Des résultats des élections législatives en Slovaquie, il résulte actuellement une situation de blocage dans la formation d'un nouveau gouvernement. D'où la question : la Slovaquie sera-t-elle capable de mener à bien la présidence de l'UE ?

Une telle situation a déjà été vécue par la Tchéquie, où durant sa présidence de l'UE, le gouvernement fut composé de fonctionnaires. Selon les commentateurs, il ne faut pas surestimer la complexité de la situation post-électorale en Slovaquie en vue de sa prochaine présidence. Les diplomates à Bruxelles et à Bratislava continueront à se préparer et à travailler pour reprendre le flambeau de la présidence néerlandaise. Aux dires de Pieter Cleppe, de l'antenne de Bruxelles du centre Open Europe, malgré la situation incertaine la Slovaquie, remplira bien sa fonction ; il rappelle que le rôle de la présidence est d'une certaine manière limitée, les ministres slovaques présideront aux négociations mais les sommets les plus importants seront toujours menés par le Président du Conseil de l'Europe Donald Tusk, et les sessions des des chefs de la diplomatie seront présidés par la haute représentante pour la politique étrangère Frederica Mogherini. La Slovaquie dirigera les Conseils ministériels et les groupes de travail.

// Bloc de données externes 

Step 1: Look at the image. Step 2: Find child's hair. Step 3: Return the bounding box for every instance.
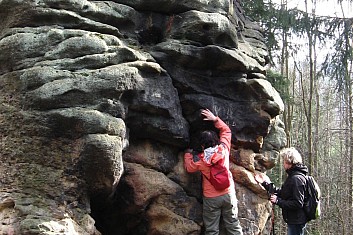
[200,131,219,149]
[280,147,303,165]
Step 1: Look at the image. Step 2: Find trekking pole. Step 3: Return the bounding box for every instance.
[271,205,275,235]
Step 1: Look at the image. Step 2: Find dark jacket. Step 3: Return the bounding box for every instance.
[264,164,308,224]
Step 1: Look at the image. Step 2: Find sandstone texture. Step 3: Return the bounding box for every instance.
[0,0,286,235]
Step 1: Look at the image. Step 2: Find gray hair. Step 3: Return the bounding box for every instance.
[280,147,303,165]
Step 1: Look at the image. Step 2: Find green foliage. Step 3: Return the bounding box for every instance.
[266,70,292,104]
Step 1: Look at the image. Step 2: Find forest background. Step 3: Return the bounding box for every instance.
[241,0,353,235]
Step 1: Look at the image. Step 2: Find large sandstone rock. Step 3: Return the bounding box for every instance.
[0,0,286,235]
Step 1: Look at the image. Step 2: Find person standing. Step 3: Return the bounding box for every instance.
[255,148,308,235]
[184,109,243,235]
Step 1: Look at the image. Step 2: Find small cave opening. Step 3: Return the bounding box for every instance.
[138,26,164,45]
[90,180,148,235]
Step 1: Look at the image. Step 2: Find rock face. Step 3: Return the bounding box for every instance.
[0,0,285,235]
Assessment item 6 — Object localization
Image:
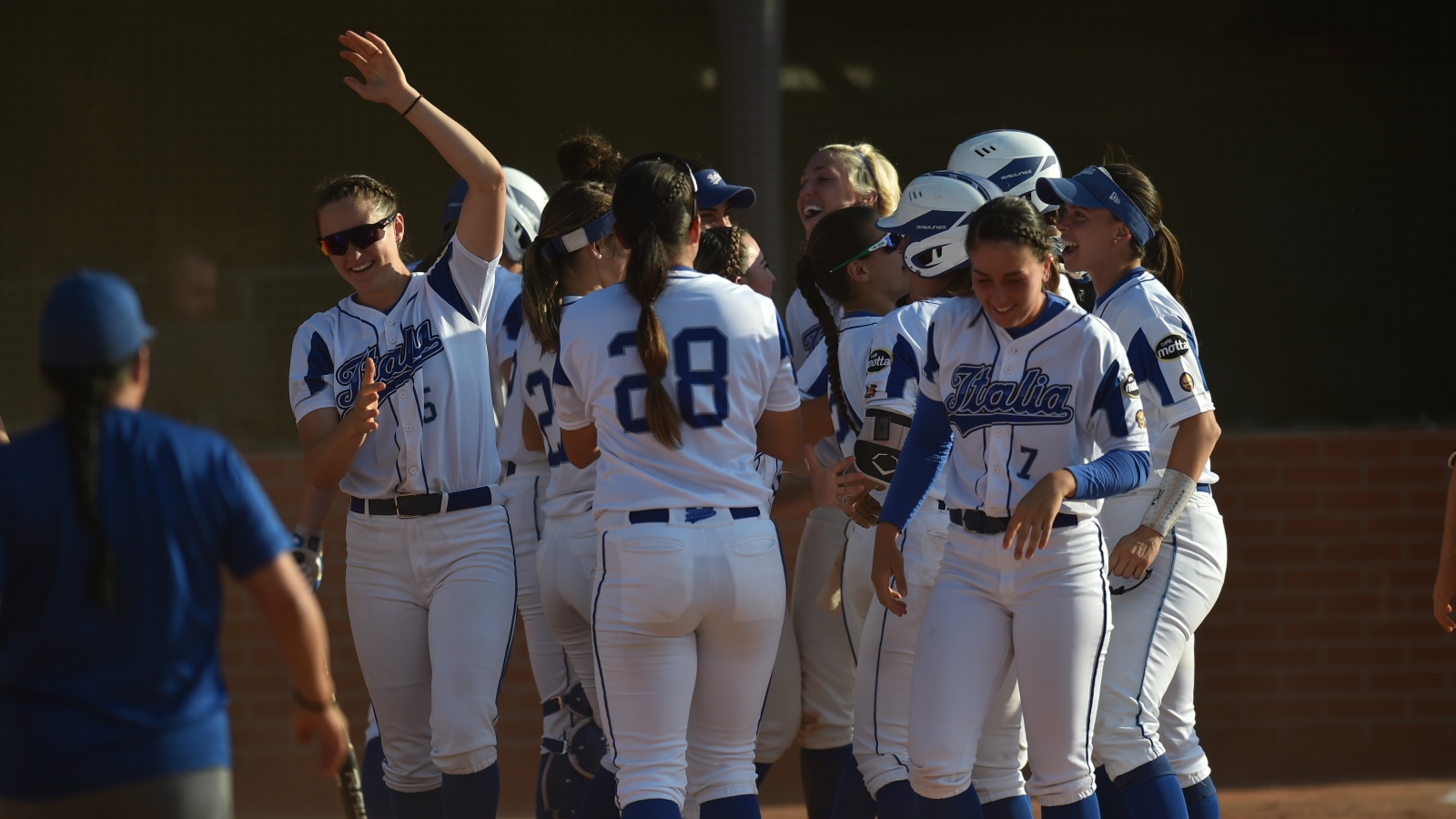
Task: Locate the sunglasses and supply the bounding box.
[318,213,399,257]
[828,233,905,272]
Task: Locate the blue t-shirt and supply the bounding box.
[0,410,289,799]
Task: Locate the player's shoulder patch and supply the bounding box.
[1153,332,1192,361]
[866,347,894,373]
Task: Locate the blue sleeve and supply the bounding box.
[1067,449,1152,500]
[879,395,951,529]
[217,444,293,580]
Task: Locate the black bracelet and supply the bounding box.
[293,688,339,714]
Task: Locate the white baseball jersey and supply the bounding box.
[515,296,597,518]
[288,233,500,499]
[920,289,1148,518]
[551,267,799,516]
[485,274,521,428]
[798,310,881,458]
[861,298,948,501]
[784,284,844,369]
[1097,267,1218,487]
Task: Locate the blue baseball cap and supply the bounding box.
[440,177,470,228]
[41,269,157,370]
[693,167,759,208]
[1036,165,1153,245]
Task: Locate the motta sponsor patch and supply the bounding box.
[868,347,891,373]
[1153,332,1192,361]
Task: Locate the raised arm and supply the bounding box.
[339,31,505,259]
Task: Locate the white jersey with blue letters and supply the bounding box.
[288,231,500,499]
[553,268,799,514]
[1097,268,1218,483]
[920,294,1148,518]
[515,296,597,518]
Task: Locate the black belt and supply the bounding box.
[628,506,759,525]
[951,509,1077,535]
[349,487,492,518]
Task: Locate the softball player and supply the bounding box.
[1038,163,1228,816]
[874,197,1148,819]
[551,155,801,819]
[854,170,1031,819]
[784,143,900,819]
[945,128,1097,312]
[517,137,626,816]
[289,32,515,817]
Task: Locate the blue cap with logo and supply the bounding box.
[1036,165,1156,245]
[41,269,157,370]
[693,167,759,208]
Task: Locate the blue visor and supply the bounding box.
[1036,165,1153,245]
[543,210,617,261]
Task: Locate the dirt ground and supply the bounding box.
[763,780,1456,819]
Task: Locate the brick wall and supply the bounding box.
[223,430,1456,816]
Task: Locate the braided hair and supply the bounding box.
[612,159,697,449]
[41,354,136,611]
[795,206,885,431]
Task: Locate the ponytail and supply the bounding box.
[521,131,622,353]
[612,157,697,449]
[795,206,885,433]
[42,356,136,612]
[1102,155,1184,301]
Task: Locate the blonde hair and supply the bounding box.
[820,143,900,216]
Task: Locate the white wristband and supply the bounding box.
[1143,470,1198,538]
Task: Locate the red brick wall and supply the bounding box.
[223,430,1456,816]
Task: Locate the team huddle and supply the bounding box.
[289,32,1226,819]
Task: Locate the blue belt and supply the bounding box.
[628,506,759,526]
[951,509,1077,535]
[349,487,492,518]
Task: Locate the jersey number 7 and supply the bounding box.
[607,327,728,434]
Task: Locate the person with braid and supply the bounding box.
[0,272,348,819]
[551,153,803,819]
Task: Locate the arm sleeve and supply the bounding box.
[879,395,952,529]
[795,339,828,400]
[425,236,500,325]
[1067,449,1150,500]
[288,320,338,422]
[216,443,293,580]
[763,301,799,412]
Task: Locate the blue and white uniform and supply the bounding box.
[288,238,515,793]
[791,310,881,751]
[881,289,1148,810]
[553,268,798,810]
[854,298,1026,804]
[490,287,573,753]
[1097,267,1228,787]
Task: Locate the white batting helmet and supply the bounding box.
[945,128,1061,213]
[502,167,548,261]
[875,170,1002,278]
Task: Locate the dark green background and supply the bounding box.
[0,0,1456,446]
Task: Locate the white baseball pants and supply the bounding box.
[592,509,784,807]
[791,506,875,751]
[907,521,1112,806]
[345,506,515,793]
[854,506,1026,804]
[500,463,573,743]
[1095,487,1228,781]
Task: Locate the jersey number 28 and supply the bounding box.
[607,327,728,434]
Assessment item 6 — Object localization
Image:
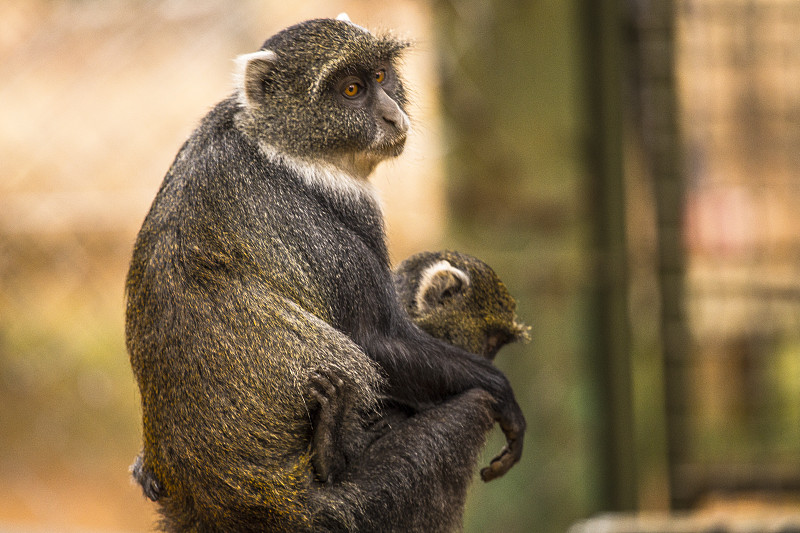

Les diplomates et les fonctionnaires des ministères en sont chargés et se préparent à leur fonction depuis longtemps. Selon Vladimir Bartovic de l'Institut pour la politique européenne Europeum à Prague, la direction des Conseils ministériels pourrait poser problème. Si le nouveau gouvernement slovaque est constitué avant le début de la présidence ou lors de celle-ci, pourraient participer à ces assises ministérielles des personnes n'ayant aucune expérience et ne connaissant pas tous les rouages des institutions européennes. Ici, le risque pour la Slovaquie se présente. Toujours aux dires de Vladimir Bartovic, l'organisation d'élections anticipées au cours de la présidence ne sont pas non plus une bonne solution : les partis politiques se concentreraient plus sur la campagne électorale au lieu de se concentrer sur leur rôle, notamment dégager des compromis et des accords. La Slovaquie reprendra la présidence des Pays-Bas le 1er juillet et la remettra à Malte à la fin de l'année. Ce trio signifie que théoriquement, ces pays peuvent partager les tâches. En clair, la Slovaquie pourrait demander aux Pays-Bas de reprendre la présidence lors de quelques assises, mais ce cas de figure est peu probable. Les diplomates et les fonctionnaires slovaques ont accompli 90 % du travail et 10 % reviennent au gouvernement lui-même, conclut Bartovic.

Selon le chef de la diplomatie tchèque Lubomir Zaoralek, la Slovaquie mènera à bien son rôle. C'est d'autant plus important dans le contexte actuel alors que l'Europe est confrontée à nombreuses épreuves. Selon le Premier ministre tchèque Bohuslav Sobotka, la présidence slovaque est importante également pour la Tchéquie qui est prête à soutenir pleinement la Slovaquie dans son rôle.